Award winning independent menswear and womenswear boutique, Disorder, has revealed its brand new summer collection.
Based around ‘Protection from the Evil Eye’, the Needless Alley boutique drew inspiration for this season’s T-shirt collection from Sixties Pschedia, the Ancient Kingdom of Bagan and the Hamsa, ‘Evil Eyes’, a palm shaped symbol recognised across the globe.
The photo shoot by Paul Ward features model Aiden Tielli – all designs are available to buy at Disorder Boutqiue on Needless Alley (Just off New Street).
The story behind the Hamsa
Popularised throughout the Middle East and North Africa, depicting the open right hand, the Hamsa is an image recognised and used as a sign of protection in many societies throughout history, believed to provide defense against the evil eye. The symbol predates Judaism, Christianity and Islam, but is universally used in all cultures.

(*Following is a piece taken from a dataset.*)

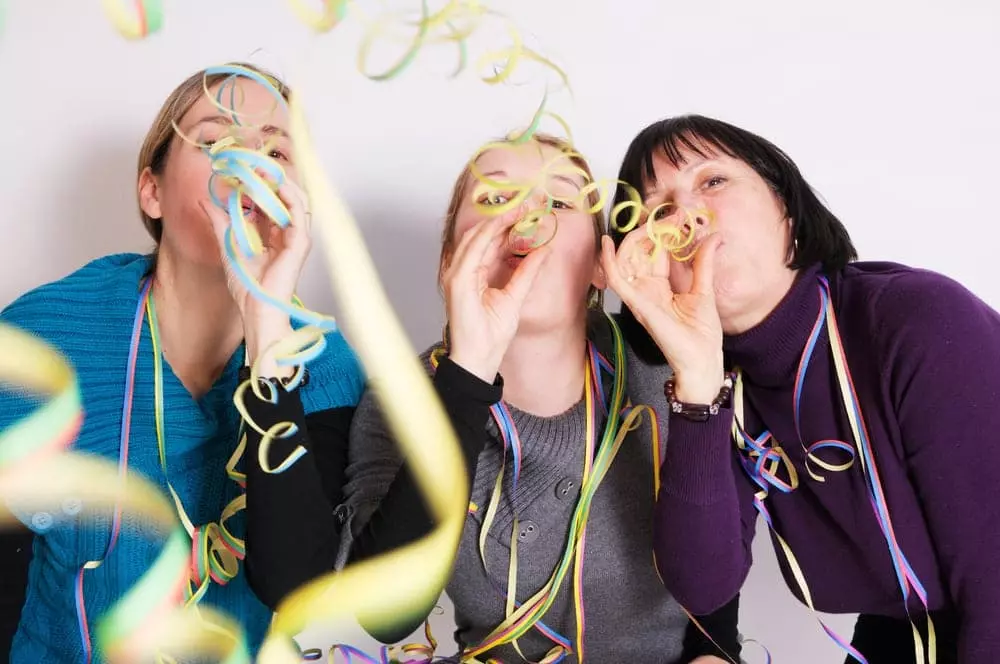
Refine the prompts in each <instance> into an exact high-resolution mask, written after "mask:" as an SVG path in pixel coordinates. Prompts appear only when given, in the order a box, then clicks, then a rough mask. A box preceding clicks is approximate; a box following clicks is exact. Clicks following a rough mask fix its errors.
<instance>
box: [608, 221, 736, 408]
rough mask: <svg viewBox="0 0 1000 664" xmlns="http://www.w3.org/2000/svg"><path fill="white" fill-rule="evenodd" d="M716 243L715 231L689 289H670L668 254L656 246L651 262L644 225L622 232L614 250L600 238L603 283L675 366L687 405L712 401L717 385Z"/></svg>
mask: <svg viewBox="0 0 1000 664" xmlns="http://www.w3.org/2000/svg"><path fill="white" fill-rule="evenodd" d="M718 245H719V238H718V236H715V235H711V236H709V237H708V238H706V239H705V240H704V241H703V242H702V243H701V246H700V247H698V250H697V253H696V254H695V257H694V259H693V261H694V263H693V267H692V269H693V272H694V279H693V282H692V284H691V290H690V292H687V293H675V292H674V291H673V290H672V289H671V287H670V280H669V275H670V261H671V260H672V259H671V257H670V253H669V252H668V251H665V250H663V249H661V250H660V251H659V252H658V254H657V256H656V259H655V260H651V259H650V255H651V253H652V250H653V243H652V240H650V239H649V236H648V234H647V233H646V229H645V228H644V227H639V228H636V229H635V230H633V231H632V232H630V233H629V234H628V235H626V236H625V239H624V240H623V241H622V243H621V246H620V247H619V248H618V252H617V253H616V252H615V247H614V242H613V241H612V240H611V238H610V237H608V236H605V237H604V238H602V246H601V250H602V251H601V264H602V265H603V267H604V271H605V273H606V275H607V279H608V285H609V286H610V287H611V288H612V289H613V290H614V291H615V292H616V293H617V294H618V296H619V297H620V298H621V299H622V302H624V303H625V305H626V306H628V308H629V309H630V310H631V311H632V314H633V315H634V316H635V317H636V320H638V321H639V322H640V323H641V324H642V325H643V327H645V328H646V331H647V332H649V334H650V336H652V338H653V341H655V342H656V345H657V346H659V348H660V350H661V351H662V352H663V355H664V357H666V359H667V361H668V362H669V363H670V366H671V367H672V368H673V370H674V375H675V377H676V390H677V398H678V399H679V400H680V401H685V402H688V403H697V404H708V403H711V402H712V401H713V400H714V399H715V397H716V396H717V395H718V394H719V389H720V388H721V387H722V380H723V362H722V322H721V321H720V320H719V313H718V311H717V310H716V308H715V291H714V285H713V277H714V275H713V272H714V265H715V251H716V249H717V248H718Z"/></svg>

Levantine Christians refer to the Hamsa as the hand of Mary (Virgin Mary). Jews refer to it as the hand of Miriam in remembrance of the biblical Miriam, sister of Moses and Aaron. In Islam, the Hamsa is called the Hand of Fatima, in honor of one of the daughters of the Prophet Mohammed. Some say that in Islamic tradition the five fingers represent the Five Pillars of Islam In Ottoman Turkish – this sign is called: ‘pence-i al-i aba’, with ‘pence’ meaning ‘hand’ or ‘five’, referring to the household of the Islamic prophet Muhammed.

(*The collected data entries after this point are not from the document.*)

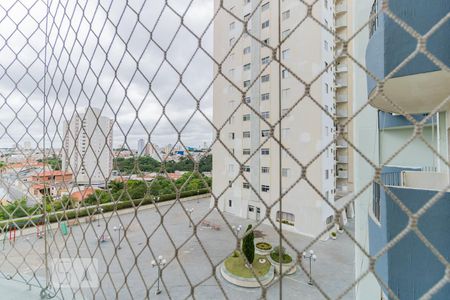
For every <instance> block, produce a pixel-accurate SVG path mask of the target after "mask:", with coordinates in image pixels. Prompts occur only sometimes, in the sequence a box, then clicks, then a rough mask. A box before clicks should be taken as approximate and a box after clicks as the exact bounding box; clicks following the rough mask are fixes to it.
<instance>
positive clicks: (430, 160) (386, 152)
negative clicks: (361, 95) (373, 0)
mask: <svg viewBox="0 0 450 300" xmlns="http://www.w3.org/2000/svg"><path fill="white" fill-rule="evenodd" d="M449 3H450V2H449V1H434V2H429V1H395V2H390V3H389V9H390V10H391V12H392V13H393V15H396V16H401V19H402V21H403V22H406V23H407V24H408V26H411V28H413V29H414V30H415V31H417V32H418V33H419V34H421V35H425V34H426V33H427V32H429V31H430V30H433V31H434V32H433V34H432V35H429V37H428V39H427V41H426V50H427V51H428V53H430V54H432V55H433V56H434V57H435V58H437V59H438V60H439V61H440V63H441V64H443V65H445V66H446V67H447V68H448V67H449V66H450V52H449V51H448V49H449V48H450V40H449V39H448V36H449V35H450V24H449V23H448V22H447V23H444V24H442V26H440V27H436V24H438V23H439V22H441V20H442V19H444V18H445V17H446V15H448V9H449ZM360 5H361V6H365V7H364V8H365V13H366V14H367V16H369V15H370V16H372V20H371V22H370V24H369V28H368V32H367V35H366V36H365V38H366V42H365V43H364V42H363V43H358V45H359V46H358V47H359V49H357V53H358V54H359V55H360V57H359V58H361V56H362V53H363V51H364V54H365V62H366V66H367V69H368V71H370V72H371V74H373V75H375V76H376V77H377V78H379V79H384V80H385V82H384V87H383V94H384V96H383V95H382V94H381V93H380V92H379V91H378V87H377V84H376V82H375V81H374V80H373V78H372V77H371V76H367V85H366V87H367V92H366V97H368V98H369V99H371V100H372V102H371V105H372V106H373V108H374V109H375V110H370V114H371V116H368V115H367V116H366V118H365V119H364V120H362V119H361V120H360V121H361V122H358V123H357V125H360V126H362V127H363V128H364V126H365V125H364V123H367V121H368V120H373V119H375V120H376V122H375V123H374V124H376V126H375V128H373V127H372V128H371V129H370V134H368V132H363V131H361V133H360V136H361V137H362V135H363V134H364V137H365V139H366V140H365V141H364V142H363V140H362V138H361V140H360V141H356V145H357V147H358V148H359V149H360V150H364V149H362V148H363V147H364V144H367V138H368V137H370V138H373V139H374V140H375V145H376V148H375V149H376V151H373V152H371V151H370V150H369V149H366V150H368V151H367V153H369V155H368V158H369V159H373V161H378V163H379V165H380V166H381V167H382V170H381V178H380V180H381V182H382V185H381V184H378V183H374V185H373V187H372V189H371V192H372V193H371V194H367V193H366V194H365V195H364V196H363V198H362V199H361V201H359V200H358V201H359V203H360V204H359V205H358V206H357V207H356V218H357V231H356V234H355V236H356V239H357V241H358V242H359V243H360V244H362V245H363V246H364V248H365V249H366V250H368V252H369V253H370V254H371V255H373V256H374V255H377V254H378V253H380V251H382V250H383V249H385V247H386V246H387V245H388V243H389V242H391V241H393V240H394V239H395V238H397V237H399V235H400V234H401V232H403V231H404V230H405V229H406V228H407V227H408V224H409V222H410V220H409V217H408V213H407V212H408V211H409V212H410V213H416V212H418V211H419V210H423V212H422V213H421V214H420V217H419V219H418V223H417V224H418V225H417V228H418V230H420V233H421V234H422V235H423V236H419V235H418V234H416V233H415V232H414V231H410V232H408V233H407V234H406V235H404V236H402V238H401V239H399V240H398V241H397V242H396V243H395V246H392V247H390V248H389V249H388V251H387V252H386V253H385V254H384V255H382V256H380V257H379V258H378V259H377V261H376V263H375V271H376V273H377V275H378V276H379V278H380V279H381V280H382V281H383V282H384V284H385V287H382V286H381V285H380V284H379V283H378V282H377V280H375V279H374V278H372V279H370V278H368V279H367V280H364V282H360V283H359V284H358V286H357V299H380V298H382V299H388V298H390V297H389V296H388V294H389V291H388V290H387V288H386V287H388V288H389V290H390V291H391V292H392V293H393V294H394V295H396V296H397V297H398V298H400V299H419V298H421V297H422V296H423V295H424V294H425V293H427V292H428V291H430V290H431V289H432V288H433V287H436V285H437V284H438V282H439V281H440V280H442V278H444V277H445V271H446V270H445V265H444V264H443V263H442V261H441V260H440V259H439V258H438V256H437V255H436V252H438V253H439V254H440V255H442V257H443V259H445V260H446V261H447V262H448V261H449V260H450V238H449V235H448V232H449V231H450V222H449V219H450V213H449V212H450V207H449V201H448V200H449V193H448V191H447V189H448V186H449V183H450V179H449V168H448V165H447V162H448V160H449V136H450V135H449V133H450V125H449V124H450V118H449V108H448V104H445V100H446V98H448V97H449V95H450V88H449V85H448V82H450V75H449V74H448V72H446V71H445V70H443V69H442V68H441V66H439V64H437V63H436V61H433V59H430V57H427V56H426V55H425V54H424V53H418V54H417V55H416V56H414V57H409V56H410V53H411V52H413V51H414V50H415V49H417V46H418V40H417V39H416V38H414V37H412V36H411V35H410V34H409V33H407V32H406V31H405V30H404V29H403V28H402V27H401V26H399V24H398V23H397V22H396V21H395V20H393V18H392V17H389V16H387V15H386V14H385V13H384V12H383V11H382V1H372V2H371V3H370V6H369V8H370V10H367V6H368V5H367V3H366V4H360ZM360 8H361V7H360ZM377 13H378V15H377ZM366 19H367V17H366ZM362 45H365V46H364V47H363V46H362ZM357 59H358V57H357ZM357 80H359V79H356V78H355V82H356V81H357ZM362 91H363V89H361V90H360V91H359V92H360V93H359V96H361V94H362ZM386 98H388V99H389V101H387V100H386ZM441 103H443V105H441ZM436 108H438V110H437V111H436ZM431 112H432V113H431ZM406 114H408V115H407V116H406ZM411 118H412V119H414V120H415V121H417V122H421V125H420V127H417V126H416V125H415V124H414V121H413V120H412V119H411ZM366 127H367V126H366ZM358 129H359V126H358ZM360 147H361V148H360ZM355 172H356V174H357V175H356V177H359V176H358V175H361V178H363V179H364V178H365V177H367V175H364V174H371V175H372V176H373V175H374V174H373V167H370V166H368V165H367V164H365V163H361V164H355ZM357 186H362V182H361V184H357ZM440 192H441V194H440V197H439V198H440V200H439V201H434V202H430V200H431V199H433V198H436V197H437V196H438V194H439V193H440ZM366 196H367V197H366ZM367 200H368V201H367ZM399 201H400V202H399ZM400 203H401V204H400ZM367 212H369V213H367ZM358 222H359V224H360V225H361V226H358ZM364 223H365V224H364ZM424 239H426V240H424ZM368 267H369V265H368V259H367V257H366V258H364V255H362V254H361V252H358V251H357V256H356V277H358V276H359V275H360V274H363V273H364V272H365V271H366V270H367V269H368ZM449 295H450V286H449V285H448V284H447V285H444V286H443V287H442V288H441V289H440V290H439V291H437V292H436V293H434V294H433V299H448V296H449ZM368 297H371V298H368Z"/></svg>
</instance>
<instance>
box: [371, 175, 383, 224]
mask: <svg viewBox="0 0 450 300" xmlns="http://www.w3.org/2000/svg"><path fill="white" fill-rule="evenodd" d="M372 212H373V215H374V217H375V218H376V219H377V221H378V222H380V220H381V202H380V185H379V184H376V183H374V184H373V201H372Z"/></svg>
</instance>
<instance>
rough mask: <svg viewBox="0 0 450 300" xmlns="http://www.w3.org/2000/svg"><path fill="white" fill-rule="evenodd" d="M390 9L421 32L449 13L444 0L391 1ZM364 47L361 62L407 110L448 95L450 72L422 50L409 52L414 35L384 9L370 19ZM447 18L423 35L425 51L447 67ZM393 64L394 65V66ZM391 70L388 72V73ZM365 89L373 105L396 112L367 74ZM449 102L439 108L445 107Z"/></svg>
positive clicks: (416, 39)
mask: <svg viewBox="0 0 450 300" xmlns="http://www.w3.org/2000/svg"><path fill="white" fill-rule="evenodd" d="M381 2H382V1H375V3H374V6H373V9H372V14H373V15H375V14H376V13H377V12H379V11H381V4H382V3H381ZM389 9H390V10H391V11H392V13H393V14H395V15H399V16H402V21H403V22H405V23H407V24H408V26H411V27H412V28H413V29H414V30H415V31H417V32H418V33H419V34H422V35H425V34H426V33H427V32H429V31H430V30H431V29H432V28H433V27H434V26H436V24H437V23H438V22H439V21H441V19H442V18H444V17H445V16H446V14H448V2H447V1H405V0H402V1H395V2H392V3H390V4H389ZM369 26H370V39H369V43H368V46H367V50H366V67H367V69H368V70H369V71H370V72H371V73H372V74H374V75H375V76H376V77H377V78H378V79H380V80H383V79H385V78H386V77H388V79H387V80H386V81H385V82H384V86H383V92H384V95H386V96H387V97H388V98H389V99H390V100H391V101H392V102H393V103H395V105H398V106H400V107H401V108H402V109H403V110H404V111H405V112H407V113H412V114H415V113H425V112H429V111H432V110H433V109H434V108H435V107H436V106H438V104H440V103H441V102H443V101H444V100H445V99H446V98H447V97H448V95H449V94H450V85H449V84H448V82H450V74H449V73H448V72H447V71H445V70H442V69H441V68H440V67H438V66H437V65H436V64H435V63H433V62H432V61H431V60H430V59H429V58H428V57H427V56H426V55H425V54H423V53H418V54H417V55H415V56H414V57H412V58H411V59H408V57H409V56H410V55H411V54H412V53H413V52H414V51H415V50H416V49H417V47H418V40H417V38H415V37H413V36H412V35H411V34H409V33H407V32H406V31H405V30H404V29H403V28H402V27H401V26H400V25H399V24H398V23H396V22H395V21H394V20H392V19H391V18H390V17H388V16H387V15H386V14H384V13H380V14H379V15H378V17H376V18H373V19H372V21H371V23H370V24H369ZM448 36H450V22H445V23H444V24H442V25H441V26H439V28H437V29H436V30H435V31H434V32H433V33H432V34H431V35H430V36H429V37H428V38H427V39H426V50H427V51H428V52H429V53H430V54H432V55H433V56H435V57H436V58H437V59H439V60H440V61H441V62H442V63H443V64H445V65H446V66H447V67H449V66H450V51H448V49H449V48H450V39H448ZM396 68H398V69H397V70H396ZM393 71H394V73H393V74H391V73H392V72H393ZM367 78H368V79H367V80H368V94H369V97H373V101H372V103H371V104H372V105H373V106H374V107H376V108H378V109H380V110H383V111H387V112H397V113H398V112H399V110H398V109H397V108H396V107H395V106H393V105H392V104H391V103H389V102H388V101H386V100H385V98H384V97H382V95H378V94H377V84H376V82H375V81H374V80H373V79H372V78H371V77H370V76H367ZM447 108H448V107H443V108H442V109H443V110H446V109H447Z"/></svg>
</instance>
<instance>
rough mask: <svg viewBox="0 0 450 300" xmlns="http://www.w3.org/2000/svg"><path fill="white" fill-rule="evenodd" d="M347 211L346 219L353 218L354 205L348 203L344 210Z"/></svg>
mask: <svg viewBox="0 0 450 300" xmlns="http://www.w3.org/2000/svg"><path fill="white" fill-rule="evenodd" d="M345 210H346V211H347V218H349V219H353V218H354V217H355V203H354V202H350V203H349V204H348V205H347V207H346V208H345Z"/></svg>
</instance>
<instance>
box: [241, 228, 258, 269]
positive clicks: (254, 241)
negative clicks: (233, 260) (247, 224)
mask: <svg viewBox="0 0 450 300" xmlns="http://www.w3.org/2000/svg"><path fill="white" fill-rule="evenodd" d="M245 234H246V235H245V237H244V240H243V243H242V251H243V252H244V255H245V257H246V258H247V260H248V263H249V264H250V265H251V264H253V260H254V259H255V234H254V233H253V230H252V225H251V224H249V225H248V227H247V231H246V233H245Z"/></svg>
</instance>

The evil eye is a malevolent look that many cultures believe able to cause injury or misfortune for the person at whom it is directed for reasons of envy or dislike. Talismans created to protect against the evil eye are also frequently called “evil eyes”. The term also refers to the power attributed to certain persons of inflicting injury or bad luck by such an envious or ill-wishing look. The evil eye is usually given to others who remain unaware.